OS benefit in ovarian cancer patients treated with maintenance olaparib

Addition of maintenance olaparib to bevacizumab provides clinically meaningful overall survival benefit in patients who are HRD-positive.

Clinical benefit more pronounced in HRD-positive tumour patients

Previously, results from the phase 3 PAOLA-1/ENGOT-ov25 trial (NCT02477644) showed clinical benefit of maintenance olaparib plus bevacizumab therapy in patients with newly diagnosed advanced ovarian cancer who had received first-line standard-of-care treatment including bevacizumab. Median progression-free survival (mPFS) was improved from 16.6 months with placebo/bevacizumab to 22.1. months with olaparib/bevacizumab (HR 0.59; P<0.001)1.

In patients with tumours positive for homologous recombination deficiency (HRD), including tumours that had BRCA mutations, clinical benefit was even more pronounced (mPFS 37.2 vs 17.7 months; HR 0.33). Dr Isabelle Ray-Coquard (Centre Léon Bérard, France) presented the final PAOLA-1 analysis, which investigates whether the PFS advantages observed in the primary analysis translates to an OS benefit at 5 years2.

PAOLA-1 randomised 806 patients with newly diagnosed, advanced, high-grade ovarian cancer who had a response after first-line platinum-taxane chemotherapy plus bevacizumab 2:1 to receive olaparib (300 mg twice daily) or placebo for 2 years. All patients received bevacizumab (15 mg/kg every 3 weeks) up to 15 months. 
Median OS in the intention-to-treat population was 56.5 months in the olaparib/bevacizumab arm versus 51.6 months in the placebo/bevacizumab arm (HR 0.92; P=0.4118).

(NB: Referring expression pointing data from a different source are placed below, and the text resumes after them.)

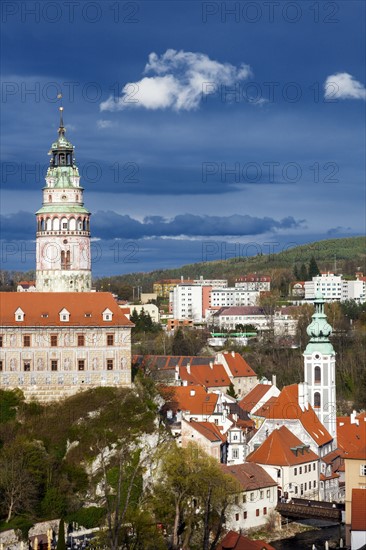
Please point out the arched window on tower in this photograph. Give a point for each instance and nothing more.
(317, 375)
(317, 400)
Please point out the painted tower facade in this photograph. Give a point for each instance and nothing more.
(63, 225)
(319, 368)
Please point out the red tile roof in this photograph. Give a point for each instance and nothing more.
(205, 375)
(286, 407)
(237, 365)
(43, 309)
(190, 398)
(277, 450)
(249, 475)
(358, 515)
(351, 436)
(254, 396)
(208, 429)
(236, 541)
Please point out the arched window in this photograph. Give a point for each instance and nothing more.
(317, 375)
(316, 400)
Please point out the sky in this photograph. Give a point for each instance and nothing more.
(202, 130)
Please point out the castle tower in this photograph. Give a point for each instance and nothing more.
(319, 368)
(63, 236)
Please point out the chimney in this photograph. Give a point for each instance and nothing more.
(354, 420)
(303, 396)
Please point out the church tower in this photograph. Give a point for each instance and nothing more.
(319, 368)
(63, 236)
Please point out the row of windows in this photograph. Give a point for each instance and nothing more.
(257, 513)
(307, 468)
(54, 340)
(55, 363)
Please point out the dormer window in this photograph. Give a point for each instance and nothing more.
(19, 314)
(107, 315)
(64, 315)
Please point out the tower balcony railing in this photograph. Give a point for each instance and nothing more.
(66, 232)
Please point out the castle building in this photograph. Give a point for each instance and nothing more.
(63, 338)
(63, 225)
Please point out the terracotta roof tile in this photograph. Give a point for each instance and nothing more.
(205, 375)
(277, 450)
(254, 396)
(250, 476)
(351, 436)
(209, 430)
(43, 309)
(286, 406)
(358, 516)
(236, 541)
(237, 365)
(190, 398)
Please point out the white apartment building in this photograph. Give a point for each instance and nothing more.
(186, 302)
(254, 282)
(233, 296)
(216, 283)
(328, 284)
(335, 289)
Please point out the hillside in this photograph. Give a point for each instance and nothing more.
(349, 255)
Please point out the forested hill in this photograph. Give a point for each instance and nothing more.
(347, 254)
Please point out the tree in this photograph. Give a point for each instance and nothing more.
(61, 536)
(17, 487)
(313, 268)
(180, 345)
(303, 273)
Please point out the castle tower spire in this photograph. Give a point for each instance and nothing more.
(319, 368)
(63, 224)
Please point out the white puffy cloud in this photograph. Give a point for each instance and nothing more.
(343, 86)
(179, 81)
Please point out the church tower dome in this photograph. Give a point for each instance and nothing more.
(63, 224)
(319, 368)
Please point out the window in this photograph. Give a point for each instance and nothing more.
(317, 375)
(317, 400)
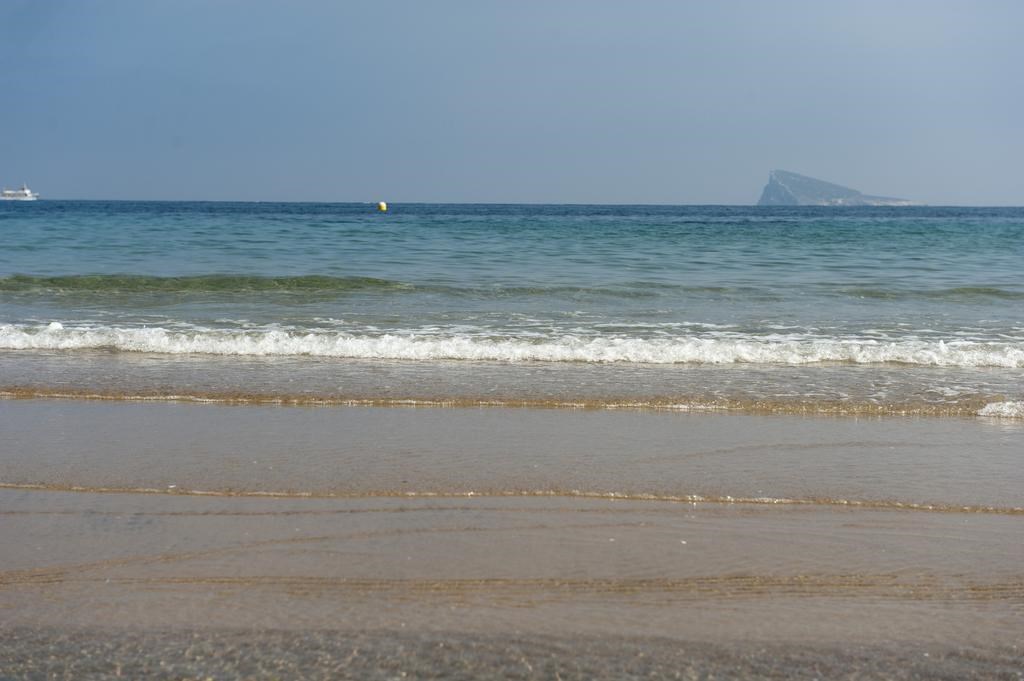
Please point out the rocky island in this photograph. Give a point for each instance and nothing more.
(785, 188)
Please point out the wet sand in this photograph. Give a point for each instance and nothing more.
(367, 543)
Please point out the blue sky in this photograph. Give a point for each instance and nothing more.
(549, 101)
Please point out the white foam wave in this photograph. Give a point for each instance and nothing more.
(679, 349)
(1008, 410)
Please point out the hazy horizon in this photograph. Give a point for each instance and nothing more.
(567, 102)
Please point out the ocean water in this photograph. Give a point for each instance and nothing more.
(784, 441)
(903, 310)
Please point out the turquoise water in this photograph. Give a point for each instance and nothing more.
(923, 300)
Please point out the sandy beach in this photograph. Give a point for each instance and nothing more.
(433, 542)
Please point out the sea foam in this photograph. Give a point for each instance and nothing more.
(1007, 410)
(414, 346)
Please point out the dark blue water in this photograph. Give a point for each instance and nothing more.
(634, 285)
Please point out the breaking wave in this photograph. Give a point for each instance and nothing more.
(1007, 410)
(414, 346)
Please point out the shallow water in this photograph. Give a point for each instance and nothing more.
(908, 307)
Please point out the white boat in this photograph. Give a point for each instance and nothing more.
(25, 194)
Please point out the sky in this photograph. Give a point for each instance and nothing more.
(675, 101)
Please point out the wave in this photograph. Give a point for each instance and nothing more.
(969, 407)
(1006, 410)
(324, 285)
(568, 348)
(126, 284)
(527, 494)
(963, 293)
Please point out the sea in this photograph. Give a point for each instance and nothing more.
(805, 309)
(321, 440)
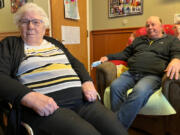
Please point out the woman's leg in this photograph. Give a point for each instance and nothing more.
(61, 122)
(104, 120)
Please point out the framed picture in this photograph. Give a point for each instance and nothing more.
(120, 8)
(15, 4)
(1, 3)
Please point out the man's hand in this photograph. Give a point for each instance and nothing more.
(41, 104)
(89, 91)
(173, 69)
(103, 59)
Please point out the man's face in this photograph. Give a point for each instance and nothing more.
(32, 28)
(154, 27)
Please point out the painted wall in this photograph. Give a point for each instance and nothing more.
(7, 23)
(162, 8)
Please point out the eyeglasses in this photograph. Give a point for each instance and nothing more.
(35, 22)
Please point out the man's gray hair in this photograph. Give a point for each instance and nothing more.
(31, 7)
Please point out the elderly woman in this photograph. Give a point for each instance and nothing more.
(53, 89)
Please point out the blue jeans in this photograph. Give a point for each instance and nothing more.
(128, 106)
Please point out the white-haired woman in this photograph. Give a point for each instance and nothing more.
(55, 92)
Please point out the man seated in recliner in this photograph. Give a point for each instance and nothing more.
(148, 58)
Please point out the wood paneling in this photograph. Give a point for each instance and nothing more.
(104, 42)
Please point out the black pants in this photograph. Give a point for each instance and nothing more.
(88, 119)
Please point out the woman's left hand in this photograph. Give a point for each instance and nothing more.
(89, 91)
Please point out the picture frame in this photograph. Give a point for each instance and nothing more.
(15, 4)
(1, 4)
(121, 8)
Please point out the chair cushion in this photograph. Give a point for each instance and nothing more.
(156, 105)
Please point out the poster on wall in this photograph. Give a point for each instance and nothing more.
(120, 8)
(15, 4)
(1, 4)
(71, 9)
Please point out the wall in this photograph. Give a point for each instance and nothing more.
(7, 24)
(162, 8)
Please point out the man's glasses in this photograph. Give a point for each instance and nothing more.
(35, 22)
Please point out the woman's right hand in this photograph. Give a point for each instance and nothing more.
(104, 59)
(41, 104)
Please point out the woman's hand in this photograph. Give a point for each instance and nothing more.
(89, 91)
(41, 104)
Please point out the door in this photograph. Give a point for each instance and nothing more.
(58, 19)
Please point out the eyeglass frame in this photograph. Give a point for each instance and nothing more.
(35, 22)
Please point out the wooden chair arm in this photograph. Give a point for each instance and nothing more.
(105, 74)
(171, 90)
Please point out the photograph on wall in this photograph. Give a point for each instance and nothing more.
(15, 4)
(1, 4)
(120, 8)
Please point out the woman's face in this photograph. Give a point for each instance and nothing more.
(32, 28)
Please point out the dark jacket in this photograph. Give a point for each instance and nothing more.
(151, 59)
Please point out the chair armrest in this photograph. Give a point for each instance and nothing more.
(105, 74)
(171, 90)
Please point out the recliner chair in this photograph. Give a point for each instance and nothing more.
(5, 110)
(153, 118)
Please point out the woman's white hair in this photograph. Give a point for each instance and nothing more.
(28, 7)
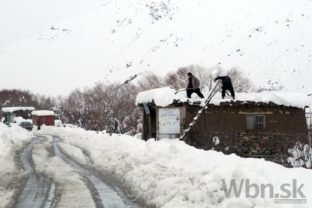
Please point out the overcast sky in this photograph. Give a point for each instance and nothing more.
(19, 19)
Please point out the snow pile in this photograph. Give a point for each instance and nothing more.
(42, 113)
(10, 140)
(13, 109)
(161, 96)
(301, 155)
(298, 100)
(166, 96)
(169, 173)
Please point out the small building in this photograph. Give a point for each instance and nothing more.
(10, 113)
(43, 117)
(262, 125)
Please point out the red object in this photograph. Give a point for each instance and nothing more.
(43, 120)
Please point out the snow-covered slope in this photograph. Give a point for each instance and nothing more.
(269, 40)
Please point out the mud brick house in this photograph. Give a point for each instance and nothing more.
(261, 125)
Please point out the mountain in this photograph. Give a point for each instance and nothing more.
(269, 40)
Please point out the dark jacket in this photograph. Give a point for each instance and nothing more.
(194, 83)
(226, 81)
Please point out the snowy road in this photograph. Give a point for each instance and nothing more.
(56, 179)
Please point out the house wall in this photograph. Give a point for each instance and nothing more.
(284, 126)
(46, 120)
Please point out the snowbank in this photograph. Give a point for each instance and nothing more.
(10, 140)
(169, 173)
(13, 109)
(166, 96)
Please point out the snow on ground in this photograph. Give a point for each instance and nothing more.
(74, 191)
(169, 173)
(11, 139)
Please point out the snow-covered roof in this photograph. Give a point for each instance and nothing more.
(42, 113)
(13, 109)
(166, 96)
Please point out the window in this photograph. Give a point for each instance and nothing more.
(255, 122)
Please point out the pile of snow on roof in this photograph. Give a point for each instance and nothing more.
(166, 96)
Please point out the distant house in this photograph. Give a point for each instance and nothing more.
(43, 117)
(10, 113)
(260, 125)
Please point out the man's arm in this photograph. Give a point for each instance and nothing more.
(220, 77)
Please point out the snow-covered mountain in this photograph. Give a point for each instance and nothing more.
(269, 40)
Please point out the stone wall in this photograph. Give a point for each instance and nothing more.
(284, 127)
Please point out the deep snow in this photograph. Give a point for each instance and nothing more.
(11, 139)
(169, 173)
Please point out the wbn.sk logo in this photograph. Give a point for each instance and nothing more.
(289, 193)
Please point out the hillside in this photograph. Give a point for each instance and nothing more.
(269, 41)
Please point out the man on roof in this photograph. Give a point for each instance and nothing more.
(226, 85)
(193, 86)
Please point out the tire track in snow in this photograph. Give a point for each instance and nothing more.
(104, 195)
(38, 190)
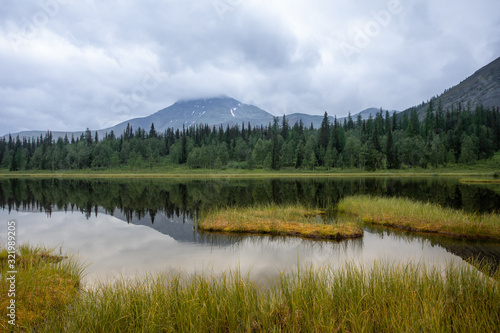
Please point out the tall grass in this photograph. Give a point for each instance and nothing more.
(276, 220)
(386, 298)
(422, 217)
(45, 284)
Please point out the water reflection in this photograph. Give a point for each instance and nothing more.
(113, 248)
(123, 227)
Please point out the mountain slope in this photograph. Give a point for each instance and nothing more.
(482, 87)
(211, 111)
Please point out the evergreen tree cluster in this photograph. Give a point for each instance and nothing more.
(457, 135)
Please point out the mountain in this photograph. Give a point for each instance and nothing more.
(482, 87)
(212, 111)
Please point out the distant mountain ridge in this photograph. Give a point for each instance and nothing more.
(481, 88)
(214, 111)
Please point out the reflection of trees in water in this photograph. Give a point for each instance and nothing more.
(150, 201)
(146, 198)
(337, 248)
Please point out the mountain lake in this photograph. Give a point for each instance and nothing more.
(130, 227)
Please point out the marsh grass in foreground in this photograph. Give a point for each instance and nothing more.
(385, 298)
(44, 284)
(422, 217)
(276, 220)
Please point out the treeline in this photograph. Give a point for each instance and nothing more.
(457, 135)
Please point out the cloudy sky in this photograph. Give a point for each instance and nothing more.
(69, 65)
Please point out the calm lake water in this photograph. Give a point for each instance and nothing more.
(130, 227)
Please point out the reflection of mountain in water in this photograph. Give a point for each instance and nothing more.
(170, 206)
(180, 227)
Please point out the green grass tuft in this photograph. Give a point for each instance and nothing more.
(422, 217)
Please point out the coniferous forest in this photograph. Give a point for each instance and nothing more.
(442, 138)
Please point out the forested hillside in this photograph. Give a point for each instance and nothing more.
(383, 142)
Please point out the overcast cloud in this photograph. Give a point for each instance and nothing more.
(69, 65)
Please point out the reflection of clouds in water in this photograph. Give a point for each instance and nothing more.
(115, 248)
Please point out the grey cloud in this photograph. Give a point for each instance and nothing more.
(282, 56)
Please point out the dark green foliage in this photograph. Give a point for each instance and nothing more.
(454, 135)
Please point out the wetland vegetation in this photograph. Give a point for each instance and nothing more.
(277, 220)
(385, 297)
(408, 296)
(422, 216)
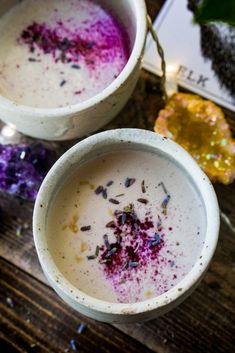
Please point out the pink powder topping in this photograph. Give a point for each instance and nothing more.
(138, 244)
(101, 39)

No OS benefit was seen in HRD-negative patients

At 5 years of follow-up, 47.3% versus 41.5% were still alive in the olaparib/bevacizumab and placebo/bevacizumab arm, respectively. A total of 45.7% of patients in the placebo/bevacizumab arm received a PARP inhibitor during any subsequent treatment, versus 19.6% of patients in the olaparib/bevacizumab arm. 

In the HRD-positive subgroup, mOS was 75.2 months versus 57.3 months in the olaparib/bevacizumab (n=255) and placebo/bevacizumab (n=133) arm, respectively (HR 0.62) Updated mPFS in the HRD-positive group was 46.8 months and 17.6 months, respectively (HR 0.41). No OS benefit was seen in HRD-negative patients (36.8 vs 40.4 months; HR 1.19). No new safety signals were observed. 

“This data shows that, despite a high proportion of patients in the control arm receiving a PARP inhibitor post-progression, addition of maintenance olaparib to bevacizumab provided a clinically meaningful OS benefit in patients who are HRD-positive,” concluded Dr Ray-Coquard. 

References
  1. Ray-Coquard IL, et al. N Engl J Med 2019;381:2416–2428.
  2. Ray-Coquard IL, et al. Final overall survival (OS) results from the phase III PAOLA-1/ENGOT-ov25 trial evaluating maintenance olaparib (ola) plus bevacizumab (bev) in patients (pts) with newly diagnosed advanced ovarian cancer (AOC). Abstract LBA29, ESMO Congress 2022, Paris, France, 09–13 September.